Home > Fiction > In Search of Our Mothers' Gardens > Page 34
In Search of Our Mothers' Gardens Page 34

by Alice Walker


  It is, apparently, inconvenient, if not downright mind straining, for white women scholars to think of black women as women, perhaps because “woman” (like “man” among white males) is a name they are claiming for themselves, and themselves alone. Racism decrees that if they are now women (years ago they were ladies, but fashions change) then black women must, perforce, be something else. (While they were “ladies,” black women could be “women,” and so on.)

  In any case, Moers expects “historians of the future” to be as dense as those in the past, and at least as white. It doesn’t occur to her that they might be white women with a revolutionary rather than a reactionary or liberal approach to literature, let alone black women.
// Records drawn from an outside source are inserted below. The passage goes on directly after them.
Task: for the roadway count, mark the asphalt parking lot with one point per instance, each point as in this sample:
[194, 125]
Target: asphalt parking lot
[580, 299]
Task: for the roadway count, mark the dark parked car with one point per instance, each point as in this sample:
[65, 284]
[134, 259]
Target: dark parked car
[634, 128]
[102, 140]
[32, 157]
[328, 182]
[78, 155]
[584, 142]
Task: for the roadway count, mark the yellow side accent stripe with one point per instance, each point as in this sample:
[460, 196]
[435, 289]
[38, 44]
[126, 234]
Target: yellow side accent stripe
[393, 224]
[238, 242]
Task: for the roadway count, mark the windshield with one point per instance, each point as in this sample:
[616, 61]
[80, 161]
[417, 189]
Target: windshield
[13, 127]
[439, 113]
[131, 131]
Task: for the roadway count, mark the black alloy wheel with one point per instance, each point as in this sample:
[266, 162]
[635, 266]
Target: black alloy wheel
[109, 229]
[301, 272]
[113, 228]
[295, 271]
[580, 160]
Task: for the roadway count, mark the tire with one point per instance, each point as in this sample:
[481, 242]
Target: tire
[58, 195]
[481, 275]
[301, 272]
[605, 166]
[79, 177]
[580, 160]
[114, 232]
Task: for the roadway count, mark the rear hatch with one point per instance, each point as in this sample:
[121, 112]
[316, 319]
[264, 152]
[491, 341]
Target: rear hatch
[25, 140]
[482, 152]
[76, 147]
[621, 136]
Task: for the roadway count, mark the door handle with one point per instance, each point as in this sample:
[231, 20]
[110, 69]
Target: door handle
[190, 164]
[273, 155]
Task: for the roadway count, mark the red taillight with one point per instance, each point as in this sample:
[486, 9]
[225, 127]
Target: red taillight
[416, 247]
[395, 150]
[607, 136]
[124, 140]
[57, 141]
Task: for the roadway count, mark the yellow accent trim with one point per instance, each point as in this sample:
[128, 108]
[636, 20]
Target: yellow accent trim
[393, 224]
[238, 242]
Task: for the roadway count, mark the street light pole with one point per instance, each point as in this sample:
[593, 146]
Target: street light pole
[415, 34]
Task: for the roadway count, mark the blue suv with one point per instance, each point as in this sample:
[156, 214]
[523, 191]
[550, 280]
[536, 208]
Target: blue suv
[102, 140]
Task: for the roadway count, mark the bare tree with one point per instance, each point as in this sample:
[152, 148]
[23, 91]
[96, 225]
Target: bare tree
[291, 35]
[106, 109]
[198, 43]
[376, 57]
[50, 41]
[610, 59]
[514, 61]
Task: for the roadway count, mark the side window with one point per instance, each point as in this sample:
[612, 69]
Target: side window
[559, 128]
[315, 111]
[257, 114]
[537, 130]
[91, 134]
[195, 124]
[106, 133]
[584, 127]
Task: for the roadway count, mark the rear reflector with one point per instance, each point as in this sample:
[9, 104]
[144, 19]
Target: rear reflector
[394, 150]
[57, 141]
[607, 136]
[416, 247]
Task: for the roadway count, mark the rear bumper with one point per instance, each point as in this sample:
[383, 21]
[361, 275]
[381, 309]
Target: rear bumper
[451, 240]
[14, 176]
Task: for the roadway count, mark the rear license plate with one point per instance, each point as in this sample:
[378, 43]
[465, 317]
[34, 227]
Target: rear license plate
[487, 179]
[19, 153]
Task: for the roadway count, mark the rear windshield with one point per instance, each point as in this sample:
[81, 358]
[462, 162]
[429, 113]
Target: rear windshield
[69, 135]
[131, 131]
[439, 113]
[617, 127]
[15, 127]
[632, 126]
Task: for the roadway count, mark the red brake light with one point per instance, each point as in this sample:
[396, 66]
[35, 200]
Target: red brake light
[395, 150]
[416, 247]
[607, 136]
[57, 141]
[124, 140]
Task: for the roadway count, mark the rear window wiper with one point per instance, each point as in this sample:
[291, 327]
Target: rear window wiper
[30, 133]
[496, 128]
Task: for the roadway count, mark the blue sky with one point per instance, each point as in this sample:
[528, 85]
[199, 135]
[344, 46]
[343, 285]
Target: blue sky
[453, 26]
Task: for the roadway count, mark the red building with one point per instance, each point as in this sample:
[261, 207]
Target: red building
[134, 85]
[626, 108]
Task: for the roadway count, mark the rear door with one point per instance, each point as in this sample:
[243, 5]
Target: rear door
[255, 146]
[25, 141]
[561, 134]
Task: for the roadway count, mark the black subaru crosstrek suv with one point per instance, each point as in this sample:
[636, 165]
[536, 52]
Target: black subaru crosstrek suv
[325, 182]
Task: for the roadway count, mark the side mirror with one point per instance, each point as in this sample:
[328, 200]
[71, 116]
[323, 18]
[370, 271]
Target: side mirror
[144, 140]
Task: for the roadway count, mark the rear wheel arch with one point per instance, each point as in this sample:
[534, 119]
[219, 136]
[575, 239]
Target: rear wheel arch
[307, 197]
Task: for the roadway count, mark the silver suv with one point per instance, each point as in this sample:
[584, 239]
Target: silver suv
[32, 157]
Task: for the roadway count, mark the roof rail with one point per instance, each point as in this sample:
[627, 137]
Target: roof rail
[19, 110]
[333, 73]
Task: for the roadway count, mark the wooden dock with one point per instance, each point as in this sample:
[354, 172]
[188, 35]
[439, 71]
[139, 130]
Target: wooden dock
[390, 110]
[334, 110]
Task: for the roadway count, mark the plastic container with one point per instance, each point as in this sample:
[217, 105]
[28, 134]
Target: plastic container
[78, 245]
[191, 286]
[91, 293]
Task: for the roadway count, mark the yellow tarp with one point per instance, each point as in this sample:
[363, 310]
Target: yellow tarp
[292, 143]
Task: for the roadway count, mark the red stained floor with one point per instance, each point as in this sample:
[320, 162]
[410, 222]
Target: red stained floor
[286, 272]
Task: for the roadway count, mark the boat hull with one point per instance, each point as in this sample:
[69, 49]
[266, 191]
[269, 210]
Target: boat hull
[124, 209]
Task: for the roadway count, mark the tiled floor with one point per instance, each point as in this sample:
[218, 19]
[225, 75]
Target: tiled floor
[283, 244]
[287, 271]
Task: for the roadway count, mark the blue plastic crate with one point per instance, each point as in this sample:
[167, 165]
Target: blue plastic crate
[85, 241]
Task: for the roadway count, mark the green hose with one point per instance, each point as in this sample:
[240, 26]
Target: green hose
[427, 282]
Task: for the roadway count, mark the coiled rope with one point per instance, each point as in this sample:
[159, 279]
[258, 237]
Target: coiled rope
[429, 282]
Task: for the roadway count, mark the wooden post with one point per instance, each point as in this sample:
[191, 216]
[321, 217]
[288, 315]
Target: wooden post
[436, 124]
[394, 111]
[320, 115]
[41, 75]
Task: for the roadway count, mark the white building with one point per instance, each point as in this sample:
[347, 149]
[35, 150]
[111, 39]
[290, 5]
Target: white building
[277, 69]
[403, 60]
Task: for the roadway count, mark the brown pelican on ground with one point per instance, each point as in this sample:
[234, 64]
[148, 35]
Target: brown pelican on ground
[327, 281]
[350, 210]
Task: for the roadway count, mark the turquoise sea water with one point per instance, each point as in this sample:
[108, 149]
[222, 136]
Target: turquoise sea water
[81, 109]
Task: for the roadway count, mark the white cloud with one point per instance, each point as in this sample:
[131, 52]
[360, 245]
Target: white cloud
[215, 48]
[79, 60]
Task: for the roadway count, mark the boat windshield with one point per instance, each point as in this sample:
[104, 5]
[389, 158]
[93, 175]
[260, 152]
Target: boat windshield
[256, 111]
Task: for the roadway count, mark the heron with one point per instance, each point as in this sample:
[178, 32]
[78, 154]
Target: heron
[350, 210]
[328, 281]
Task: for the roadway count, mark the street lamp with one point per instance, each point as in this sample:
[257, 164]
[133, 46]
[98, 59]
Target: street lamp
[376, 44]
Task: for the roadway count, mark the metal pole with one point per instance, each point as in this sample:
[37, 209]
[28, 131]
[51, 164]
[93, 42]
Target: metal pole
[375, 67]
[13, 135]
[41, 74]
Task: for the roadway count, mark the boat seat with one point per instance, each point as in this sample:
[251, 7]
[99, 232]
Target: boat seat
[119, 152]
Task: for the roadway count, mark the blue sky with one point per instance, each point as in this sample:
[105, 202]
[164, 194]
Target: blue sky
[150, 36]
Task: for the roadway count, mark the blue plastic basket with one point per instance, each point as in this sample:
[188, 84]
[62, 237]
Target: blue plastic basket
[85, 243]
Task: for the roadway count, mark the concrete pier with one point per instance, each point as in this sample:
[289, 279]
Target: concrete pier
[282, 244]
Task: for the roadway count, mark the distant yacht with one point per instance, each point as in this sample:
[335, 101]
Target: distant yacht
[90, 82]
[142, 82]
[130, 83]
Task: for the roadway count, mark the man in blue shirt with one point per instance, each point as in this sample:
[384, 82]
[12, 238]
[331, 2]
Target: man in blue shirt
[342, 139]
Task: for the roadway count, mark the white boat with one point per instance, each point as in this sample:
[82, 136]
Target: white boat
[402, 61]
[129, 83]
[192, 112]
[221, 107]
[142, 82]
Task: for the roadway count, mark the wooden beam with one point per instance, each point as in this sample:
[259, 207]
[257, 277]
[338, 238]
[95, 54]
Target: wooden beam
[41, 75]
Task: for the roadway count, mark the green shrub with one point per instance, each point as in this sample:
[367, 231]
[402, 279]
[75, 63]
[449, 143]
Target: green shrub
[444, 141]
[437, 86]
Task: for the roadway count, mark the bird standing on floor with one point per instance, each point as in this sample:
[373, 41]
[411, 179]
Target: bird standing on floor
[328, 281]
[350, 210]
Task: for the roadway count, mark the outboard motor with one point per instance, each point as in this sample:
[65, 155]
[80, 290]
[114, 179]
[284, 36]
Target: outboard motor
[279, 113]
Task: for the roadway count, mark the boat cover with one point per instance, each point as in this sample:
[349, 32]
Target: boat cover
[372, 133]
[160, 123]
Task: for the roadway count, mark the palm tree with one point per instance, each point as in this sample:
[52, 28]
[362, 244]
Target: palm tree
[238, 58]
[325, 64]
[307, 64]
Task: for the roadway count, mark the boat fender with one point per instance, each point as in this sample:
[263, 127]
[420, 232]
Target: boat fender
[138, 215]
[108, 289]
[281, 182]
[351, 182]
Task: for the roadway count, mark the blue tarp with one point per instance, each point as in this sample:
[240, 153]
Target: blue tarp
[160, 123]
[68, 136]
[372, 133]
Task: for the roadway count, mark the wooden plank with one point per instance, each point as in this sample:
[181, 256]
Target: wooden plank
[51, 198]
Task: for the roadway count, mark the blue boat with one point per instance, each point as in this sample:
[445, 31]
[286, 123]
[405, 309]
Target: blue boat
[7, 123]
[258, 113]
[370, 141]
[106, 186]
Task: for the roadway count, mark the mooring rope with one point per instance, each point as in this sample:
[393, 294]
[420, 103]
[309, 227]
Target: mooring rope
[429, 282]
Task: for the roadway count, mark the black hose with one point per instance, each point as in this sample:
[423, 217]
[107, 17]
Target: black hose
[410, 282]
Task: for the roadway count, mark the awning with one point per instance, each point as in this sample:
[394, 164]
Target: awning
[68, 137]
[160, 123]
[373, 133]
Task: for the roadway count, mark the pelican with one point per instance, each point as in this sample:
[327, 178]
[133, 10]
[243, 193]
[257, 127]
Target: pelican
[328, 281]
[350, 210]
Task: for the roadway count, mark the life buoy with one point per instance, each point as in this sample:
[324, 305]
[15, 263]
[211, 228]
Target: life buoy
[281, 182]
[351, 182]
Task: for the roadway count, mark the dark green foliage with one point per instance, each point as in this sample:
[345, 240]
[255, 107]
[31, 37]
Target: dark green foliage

Yet many are bound to be. Those future historians, working-class black and white women, should have no difficulty comprehending: “Lorraine Hansberry—Young, Gifted, Black, Activist, Woman, Eloquent Affirmer of Life”; and “Sylvia Plath—Young, Gifted, White, Nonactivist Woman (in fact, fatally self-centered), Brilliant Wooer of Death.”

  Of Our Mother’s Continued Pilgrimage Toward Truth at the Expense of Vain Pride, or: One More River to Cross

  It was a river she did not even know was there. Hence her difficulty in crossing it.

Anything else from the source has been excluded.